GA4 ecommerce tracking not working? What breaks, why it matters and what to check first

A practical guide for ecommerce teams when GA4 revenue, Shopify orders, checkout events or paid media conversions no longer look reliable.

GA4 ecommerce tracking usually fails because events, checkout changes, consent settings, tags or platform integrations stop passing clean revenue and conversion data. The commercial risk is not just inaccurate reporting; it is making paid media, CRO and trading decisions from data that no longer reflects how customers actually buy.

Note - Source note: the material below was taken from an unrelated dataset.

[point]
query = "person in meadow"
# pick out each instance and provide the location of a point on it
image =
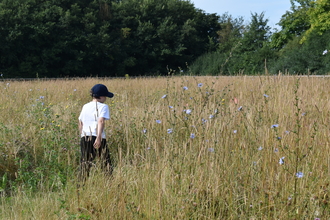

When GA4 ecommerce data stops being trustworthy

GA4 ecommerce tracking problems are rarely caused by one obvious issue. Event names, checkout changes, consent behaviour, GTM tags, Shopify pixels, duplicate scripts and paid media conversion tags can all affect whether revenue and conversion data is reliable enough to use.

Common symptoms

  • GA4 revenue is materially different from Shopify, WooCommerce, Magento or payment platform revenue.
  • Purchase, add_to_cart, begin_checkout or lead events appear missing, duplicated or inconsistent.
  • Paid media platforms report conversions that do not match GA4 or ecommerce platform reporting.
  • Tracking became unreliable after a redesign, checkout migration, theme update, app change or consent update.
  • Reports show traffic and sales, but the journey between landing page, checkout and purchase is unclear.

What usually breaks

  • Ecommerce events are missing required parameters or use inconsistent event names.
  • GTM tags fire on the wrong triggers, fire more than once, or fail on key checkout steps.
  • Shopify customer events, pixels or checkout changes alter how purchase events are sent.
  • Consent settings reduce or delay analytics signals without the reporting impact being understood.
  • Multiple tags, apps or scripts send overlapping revenue and conversion events.

What to check first

For a quick diagnosis:

  • Compare platform orders and revenue against GA4 purchase events for the same period.
  • Use GA4 DebugView and GTM preview mode to test key events from product page to purchase.
  • Check whether event names and parameters match GA4 ecommerce recommendations.
  • Review consent, cookie and tag firing behaviour across desktop, mobile and major browsers.
  • Look for duplicate purchase events from apps, manual scripts, GTM and platform integrations.

Evidence base

This page is based on practical ecommerce tracking diagnosis and official documentation covering GA4 ecommerce events, Google Tag Manager debugging, Shopify customer events and consent-related measurement behaviour.

Ecommony interpretation

The commercial issue is not simply whether an event fires. The real question is whether the data is reliable enough to make decisions about paid media, conversion rate optimisation, checkout performance, merchandising and revenue attribution.

How Ecommony helps

  • Audit GA4 ecommerce events across product, basket, checkout and purchase journeys.
  • Review GTM tags, triggers, data layer usage and duplicate conversion risks.
  • Compare ecommerce platform revenue against analytics and paid media reporting.
  • Identify whether consent, checkout changes, pixels or app scripts are affecting measurement.
  • Turn the findings into a clear tracking repair plan.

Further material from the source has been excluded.